Pain piles up like unopened mail and I can either ignore it, tense over keeping it cleaned up, or choose to see it yet look beyond it to something more.
I love reading. My favorite books tell me a.) here’s your problem and b.) here are 5 practical steps to fix it. Naturally, I write like that, too. God gave us the ability to choose how we live, what we do, and what we say. We’re responsible to choose well and make the most of this life he’s given us. But if we leave it at that and just keep trying harder on our own, we miss God’s grace.
God created us to enjoy him and to enjoy life. Sometimes I need to tackle the messes but sometimes I just need to accept that the mess exists and let it go.

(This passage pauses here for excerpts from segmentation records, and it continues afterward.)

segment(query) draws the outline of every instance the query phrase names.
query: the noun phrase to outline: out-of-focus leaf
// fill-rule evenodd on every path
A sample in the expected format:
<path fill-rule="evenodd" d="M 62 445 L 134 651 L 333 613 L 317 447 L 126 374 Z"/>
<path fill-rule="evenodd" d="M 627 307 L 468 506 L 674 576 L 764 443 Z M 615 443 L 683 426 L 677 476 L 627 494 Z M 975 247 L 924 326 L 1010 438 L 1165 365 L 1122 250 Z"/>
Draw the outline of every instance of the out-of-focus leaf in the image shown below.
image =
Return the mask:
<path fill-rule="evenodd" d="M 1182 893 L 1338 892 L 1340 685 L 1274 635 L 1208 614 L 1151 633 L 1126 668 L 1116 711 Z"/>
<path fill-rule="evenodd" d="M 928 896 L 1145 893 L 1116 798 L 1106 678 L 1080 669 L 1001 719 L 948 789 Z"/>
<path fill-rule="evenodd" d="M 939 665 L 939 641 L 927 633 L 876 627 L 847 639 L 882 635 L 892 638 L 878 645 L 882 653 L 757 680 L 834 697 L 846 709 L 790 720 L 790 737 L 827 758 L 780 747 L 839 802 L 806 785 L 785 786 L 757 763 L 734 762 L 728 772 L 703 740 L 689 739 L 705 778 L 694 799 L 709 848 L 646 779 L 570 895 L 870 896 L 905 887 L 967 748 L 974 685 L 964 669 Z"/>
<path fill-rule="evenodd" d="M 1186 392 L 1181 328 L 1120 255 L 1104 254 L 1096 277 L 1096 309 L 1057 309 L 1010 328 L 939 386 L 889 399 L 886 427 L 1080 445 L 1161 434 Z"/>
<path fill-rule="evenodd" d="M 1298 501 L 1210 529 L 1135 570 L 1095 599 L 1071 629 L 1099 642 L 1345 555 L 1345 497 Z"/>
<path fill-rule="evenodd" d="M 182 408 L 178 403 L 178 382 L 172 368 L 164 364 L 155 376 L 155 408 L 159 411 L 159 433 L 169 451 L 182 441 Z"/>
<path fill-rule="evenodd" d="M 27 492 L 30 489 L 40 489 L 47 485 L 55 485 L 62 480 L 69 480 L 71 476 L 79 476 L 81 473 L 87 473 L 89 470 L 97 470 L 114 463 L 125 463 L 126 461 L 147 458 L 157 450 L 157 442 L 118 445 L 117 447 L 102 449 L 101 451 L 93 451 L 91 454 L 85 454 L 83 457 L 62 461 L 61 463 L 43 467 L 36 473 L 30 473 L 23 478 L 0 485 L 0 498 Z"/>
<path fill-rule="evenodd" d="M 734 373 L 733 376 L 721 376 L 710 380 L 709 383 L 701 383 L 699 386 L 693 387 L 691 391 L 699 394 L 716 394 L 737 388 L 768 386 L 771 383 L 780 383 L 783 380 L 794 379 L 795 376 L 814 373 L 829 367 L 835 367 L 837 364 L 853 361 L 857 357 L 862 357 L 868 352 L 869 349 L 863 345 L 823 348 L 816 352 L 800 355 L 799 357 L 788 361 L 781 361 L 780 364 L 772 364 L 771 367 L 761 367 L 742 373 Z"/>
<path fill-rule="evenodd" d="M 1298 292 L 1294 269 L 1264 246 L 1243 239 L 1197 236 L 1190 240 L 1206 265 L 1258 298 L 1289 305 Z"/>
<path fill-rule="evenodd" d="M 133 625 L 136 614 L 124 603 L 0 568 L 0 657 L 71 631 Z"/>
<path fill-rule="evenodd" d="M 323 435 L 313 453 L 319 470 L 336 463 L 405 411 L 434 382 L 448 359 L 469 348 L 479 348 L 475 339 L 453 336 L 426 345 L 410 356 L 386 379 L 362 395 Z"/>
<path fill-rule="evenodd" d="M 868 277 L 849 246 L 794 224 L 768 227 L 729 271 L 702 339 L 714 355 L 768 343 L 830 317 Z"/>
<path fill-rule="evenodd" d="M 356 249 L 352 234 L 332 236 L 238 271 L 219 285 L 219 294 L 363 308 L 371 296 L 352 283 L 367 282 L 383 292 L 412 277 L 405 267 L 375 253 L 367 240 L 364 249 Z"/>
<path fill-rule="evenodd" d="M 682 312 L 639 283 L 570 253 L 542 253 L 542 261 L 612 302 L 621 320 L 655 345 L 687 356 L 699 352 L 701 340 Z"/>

Choosing gratitude has changed my life over the past few years. I’ve been dealing with the mess of toddlers, church work, and chronic sickness. So many opportunities for crying tears about the messiness. And believe me, I have.
But when I deliberately choose to see the good God gives me, even in the mess, my heart shifts. “Give yourself grace,” people often say. But I’ve started telling myself, “Receive God’s grace.” Because all the beauty in life comes straight from God’s kind grace. I don’t have to give it to myself – he’s already given it to me. I get to receive it with open hands and a simple “thank you.”
I can stop and smell the tulips, stick the dishes in the dishwasher, jot down a to-do list that includes tackling that mail pile later and pour myself that coffee and face my day without guilt or fear, but gratitude and lightness. Beauty fills the gaps in the mess of life. We get to choose what we see.